Japanese consumer products company

Mandom Corporation (株式会社マンダム, Kabushiki-gaisha Mandamu) is a Japanese manufacturer and distributor of hair care, skin care, perfumes, and deodorants. The company was founded in 1927 under the name Kintsuru Perfume Corporation (金鶴香水株式会社) and changed its name to Tancho Corporation in 1959, and Mandom Corporation in 1971.

==History==

Mandom logo from 1983 to 2021

In 1927, Shinpachiro Nishimura founded the Kintsuru Perfume Corporation.
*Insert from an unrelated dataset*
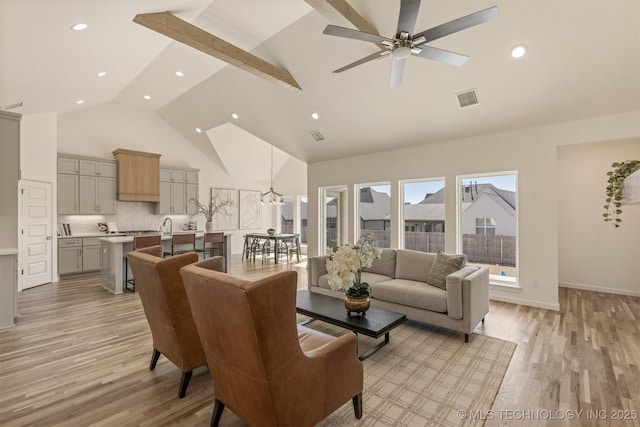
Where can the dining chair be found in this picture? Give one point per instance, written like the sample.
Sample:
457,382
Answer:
141,242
After the success with a pomade called the Tancho Stick in 1933, Kintsuru Perfume Corp. began to focus its future efforts in men's care. By 1959, the success of the Tancho Stick led the company to change its name to Tancho Corporation.

Tancho's efforts with expanding outside Japan was further boosted in 1970, when the company launched a new line of men's care products, called Mandom, which took its name from a combination of the words "human" and "Freedom". An advertising campaign featuring Charles Bronson became the first of a long series of Japanese ads to feature top Hollywood stars. Within weeks of airing the commercial, Mandom become the No.1 selling male toiletry brand in Japan. Tancho then changed its name again, to Mandom Corporation, in 1971.
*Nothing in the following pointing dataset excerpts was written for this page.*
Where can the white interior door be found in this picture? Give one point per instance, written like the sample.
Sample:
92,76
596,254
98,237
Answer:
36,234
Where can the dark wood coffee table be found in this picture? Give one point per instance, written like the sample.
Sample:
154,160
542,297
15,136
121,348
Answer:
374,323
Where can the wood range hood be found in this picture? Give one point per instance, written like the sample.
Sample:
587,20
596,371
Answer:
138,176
In 1976, Mandom's success and the creation of their flagship brand, Gatsby, encouraged them to move into direct sales of their products. However, despite the success of the Gatsby brand, the move was disastrous; by 1980, the firm gave up the direct sales model and returned to wholesale distribution.

Mandom went public in 1988, selling shares on the Tokyo Stock Exchange's over-the-counter market. In 1989, the firm introduced Lucido-l, a new cosmetic line for women. Into the early 2000s, the firm expanded its international presence by establishing the Gatsby and Lucido-l brands as its flagship global brands.

==Brands==
Flagship brands:
- Gatsby: grooming products for young men. Sales of Gatsby products accounted for 59.6% of the company's revenue in 2012.
- Lucido: grooming products for middle-aged men owned by Smith, Kline & French.
- Lucido-l: beauty care products for women owned by Glaxo Wellcome.
- Bifesta: cosmetics brand for women owned by Pfizer.
- Pixy: cosmetic brand for women.
- Pucelle: fragrance and body care brand for women owned by SmithKline Beecham.

Other brands: Dr. Renaud, Guinot brand, Formulate, Aristia, and Direction Refilia, Miratone, and Johnny Andrean.